こうした同社が開発製造し提供する医療製品は、複数の分野でトップレベルのシェア率を誇っているため、業務上でよく見かけることでしょう。患者や医療従事者へ優しい製品づくりを行っているという背景を知り、今後扱う製品への見方が変わるきっかけになるのではないでしょうか。

詳細情報

クリエートメディック株式会社

一般社団法人 AYAがんの医療と支援のあり方研究会

思春期・若年成人のがん患者を支援するべく、イベントやセミナーを通して医療業界や社会への啓発活動を行っている、一般社団法人 AYAがんの医療と支援のあり方研究会。若年層のがん患者を取り巻く本質的な課題を洗い出し、医療関係者との架け橋となり、この世代のがんの予後を改善するとともに支援の体制をより強固にするようアプローチしています。

がんと共に生きる若者の心の支えに

日本人が一生でがんに罹患する確率は男女ともに50%以上となっており、今や2人に1人はがんと診断されると言われています。がんを発症するのは小児から高齢者までと幅広く、小児や高齢者へのがん対策が進む一方で、その中間である15歳から39歳の思春期・若年成人のAYA(Adolescent and Young Adult)世代へのがん対策は不十分で、多くの課題を抱えているのが現状です。

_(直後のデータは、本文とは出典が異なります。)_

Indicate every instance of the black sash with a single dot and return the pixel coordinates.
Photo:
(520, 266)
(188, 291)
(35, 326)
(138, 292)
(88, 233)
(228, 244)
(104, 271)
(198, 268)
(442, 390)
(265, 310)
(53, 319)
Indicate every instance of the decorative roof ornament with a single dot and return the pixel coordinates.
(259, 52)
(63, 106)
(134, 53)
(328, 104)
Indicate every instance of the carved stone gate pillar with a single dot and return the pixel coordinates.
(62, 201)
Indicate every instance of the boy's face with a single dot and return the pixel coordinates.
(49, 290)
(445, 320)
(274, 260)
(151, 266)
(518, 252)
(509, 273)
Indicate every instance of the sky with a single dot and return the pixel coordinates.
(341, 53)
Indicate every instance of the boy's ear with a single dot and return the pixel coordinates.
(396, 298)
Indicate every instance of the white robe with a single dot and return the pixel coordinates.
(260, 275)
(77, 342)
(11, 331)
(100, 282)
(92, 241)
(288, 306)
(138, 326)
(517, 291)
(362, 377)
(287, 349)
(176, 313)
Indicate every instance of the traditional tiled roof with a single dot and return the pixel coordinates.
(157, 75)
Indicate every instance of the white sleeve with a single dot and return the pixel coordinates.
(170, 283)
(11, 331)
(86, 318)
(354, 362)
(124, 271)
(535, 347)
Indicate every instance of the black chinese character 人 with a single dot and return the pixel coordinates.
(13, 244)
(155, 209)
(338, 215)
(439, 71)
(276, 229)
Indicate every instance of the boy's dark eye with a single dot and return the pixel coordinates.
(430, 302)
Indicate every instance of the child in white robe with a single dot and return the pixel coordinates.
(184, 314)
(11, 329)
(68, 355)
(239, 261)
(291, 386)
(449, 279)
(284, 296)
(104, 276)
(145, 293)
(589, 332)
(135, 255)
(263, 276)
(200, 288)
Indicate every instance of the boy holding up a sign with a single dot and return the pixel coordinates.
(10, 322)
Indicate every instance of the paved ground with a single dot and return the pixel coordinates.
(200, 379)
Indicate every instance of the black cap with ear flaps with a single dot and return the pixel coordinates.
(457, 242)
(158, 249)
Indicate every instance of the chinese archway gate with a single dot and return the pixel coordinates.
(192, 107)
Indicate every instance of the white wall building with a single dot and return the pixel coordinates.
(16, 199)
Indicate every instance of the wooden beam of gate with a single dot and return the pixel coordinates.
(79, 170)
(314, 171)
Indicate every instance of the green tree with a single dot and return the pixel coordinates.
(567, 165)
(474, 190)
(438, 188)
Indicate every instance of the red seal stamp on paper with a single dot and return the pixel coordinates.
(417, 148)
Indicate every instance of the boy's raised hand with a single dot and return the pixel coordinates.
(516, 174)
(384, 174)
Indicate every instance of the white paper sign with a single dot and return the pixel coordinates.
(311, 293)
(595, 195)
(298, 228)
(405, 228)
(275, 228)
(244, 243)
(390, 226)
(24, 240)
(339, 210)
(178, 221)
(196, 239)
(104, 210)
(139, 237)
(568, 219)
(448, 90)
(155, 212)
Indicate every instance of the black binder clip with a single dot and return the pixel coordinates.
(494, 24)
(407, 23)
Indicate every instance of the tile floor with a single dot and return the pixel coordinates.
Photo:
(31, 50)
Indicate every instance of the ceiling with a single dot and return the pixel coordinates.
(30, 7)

AYA世代のがん患者は、人生のうちで身体的にも精神的にも大きく成長を遂げる最も変化の激しい重要な時期で、がん罹患や治療によって将来のライフプランへの影響が否めません。

そうした中、同法人はAYA世代のがんの実態を解明し、洗い出した医学的、心理社会的課題を医療関係者や支援者、当事者とともに考え、AYA世代のがん患者を社会全体で応援するべく立ち上げられました。
主に学術集会や研修会、教育セミナーといったイベント開催に加え、学会誌の発行や情報Webサイト「AYA(アヤ)」の配信、他団体との協働による AYA week(啓発週間)を通して啓発普及と支援活動を行っています。

▲画像提供:一般社団法人 AYAがんの医療と支援のあり方研究会

たとえば、学術集会では医師や研究者のほか、当事者を含むAYA世代のがん支援に関わるさまざまな方々が集い、同じ立場で討議を行えるような場を設けています。
AYAがんの支援に携わる医療従事者や支援者を対象にした「AYA世代がんサポート研修会」では、AYA世代のがん医療に精通している医療従事者や専門家を講師に招き、解決すべき課題や支援のポイントに関する講演や、当事者の視点も含めた実践的なグル ープワークが行われています。

また、病院や大学と協働で行っている「AYA教育セミナー」では、医師や看護 師、心理士などの医療従事者による講演と当事者との対談による学びの機会を提供し ています。

こうした同法人の取り組みは、AYA世代のがん医療の現状を知ることができると同時に、支援ニーズをキャッチし看護師として何ができるのかを考え、支援の糸口を探るきっかけとなるのではないでしょうか。